We will need to draw things on this map. Towns, forests, rivers, roads,... How are we going to go about it? Dwarf Fortress uses color. I don't want to, but I am not against emoji. Although I doubt it would translate well to Gemini, so scratch that. Let's keep things simple. ASCII is too restrictive but a good start. Important locations could be capital letter. That would make 26 important locations for the entire region, which is generous. It could be extended with the Cyrillic or the Greek alphabet.
But how do we decorate? Numbers come to mind, but there are only 10 of them. Punctuation is doable as well. We do have minuscule letters as well.
Let's try a mini example to see how it would look like. Say we have the town we talked about before and the village next to it. With mountains on the top left and a forest in the bottom right. Empty space is fields or similar easy terrain. There is a road from north to south to the town then west to east to the village, then a path to the forest.

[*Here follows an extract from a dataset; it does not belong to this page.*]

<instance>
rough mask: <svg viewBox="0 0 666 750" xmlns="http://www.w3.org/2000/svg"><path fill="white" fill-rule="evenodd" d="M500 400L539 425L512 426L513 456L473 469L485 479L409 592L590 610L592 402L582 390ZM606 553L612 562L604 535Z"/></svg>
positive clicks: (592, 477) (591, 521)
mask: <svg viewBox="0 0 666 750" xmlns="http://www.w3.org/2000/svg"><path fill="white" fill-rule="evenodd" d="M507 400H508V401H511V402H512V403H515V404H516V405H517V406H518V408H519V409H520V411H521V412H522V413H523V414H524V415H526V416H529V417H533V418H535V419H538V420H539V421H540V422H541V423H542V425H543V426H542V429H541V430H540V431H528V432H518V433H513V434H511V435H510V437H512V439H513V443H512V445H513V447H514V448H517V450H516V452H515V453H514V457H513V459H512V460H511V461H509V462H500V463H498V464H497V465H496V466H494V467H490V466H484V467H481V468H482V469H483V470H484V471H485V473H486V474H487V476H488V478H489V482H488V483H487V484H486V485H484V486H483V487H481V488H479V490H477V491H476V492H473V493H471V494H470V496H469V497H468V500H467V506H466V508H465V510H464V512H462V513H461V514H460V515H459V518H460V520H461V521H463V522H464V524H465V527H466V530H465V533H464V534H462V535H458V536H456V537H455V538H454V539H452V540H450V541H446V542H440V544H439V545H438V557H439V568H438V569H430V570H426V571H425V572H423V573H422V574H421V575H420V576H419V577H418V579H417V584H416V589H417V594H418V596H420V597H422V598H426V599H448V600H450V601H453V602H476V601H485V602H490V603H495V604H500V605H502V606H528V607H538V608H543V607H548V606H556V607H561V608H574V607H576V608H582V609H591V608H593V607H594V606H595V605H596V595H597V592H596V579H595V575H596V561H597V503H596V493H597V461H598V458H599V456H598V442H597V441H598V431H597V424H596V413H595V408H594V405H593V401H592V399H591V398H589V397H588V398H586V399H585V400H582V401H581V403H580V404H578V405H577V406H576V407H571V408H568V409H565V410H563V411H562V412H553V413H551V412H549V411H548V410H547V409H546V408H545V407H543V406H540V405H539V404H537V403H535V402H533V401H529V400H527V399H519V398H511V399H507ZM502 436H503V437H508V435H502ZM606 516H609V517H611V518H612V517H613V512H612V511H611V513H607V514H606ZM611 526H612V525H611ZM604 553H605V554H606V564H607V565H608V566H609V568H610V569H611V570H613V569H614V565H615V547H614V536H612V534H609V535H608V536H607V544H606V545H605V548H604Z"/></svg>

| mmmm | r mmmmm | r mmmmrr | r mm rrrrr|rrrr A--B \ ffffffffffffff \fffffffffffffffff fffffffffffffffff
legend: A: Town B: Village f: forest m: mountains r: river -\|/: roads
Yeah, I should have seen that coming and started with a draft right away. It highlights the core flaws instantly: the deformation introduced by the height versus width is very disturbing. I need either square fonts or some table based system.
It does not really work in the way I would have hoped. I should have went straight for a little example as it would have made the problems obvious. All hope is not lost, I could try a table based system, csv or something in the taste. Let's test it next time.
[0] Cairn
[1] The Setting Seed/Ream creation procedure
[2] Dwarf Fortress Map Archive, where you can preview such maps in your browser
[3] Vald calendar
[4] Common punch cards were 12x80, which is partly why 80 remains a golden standard.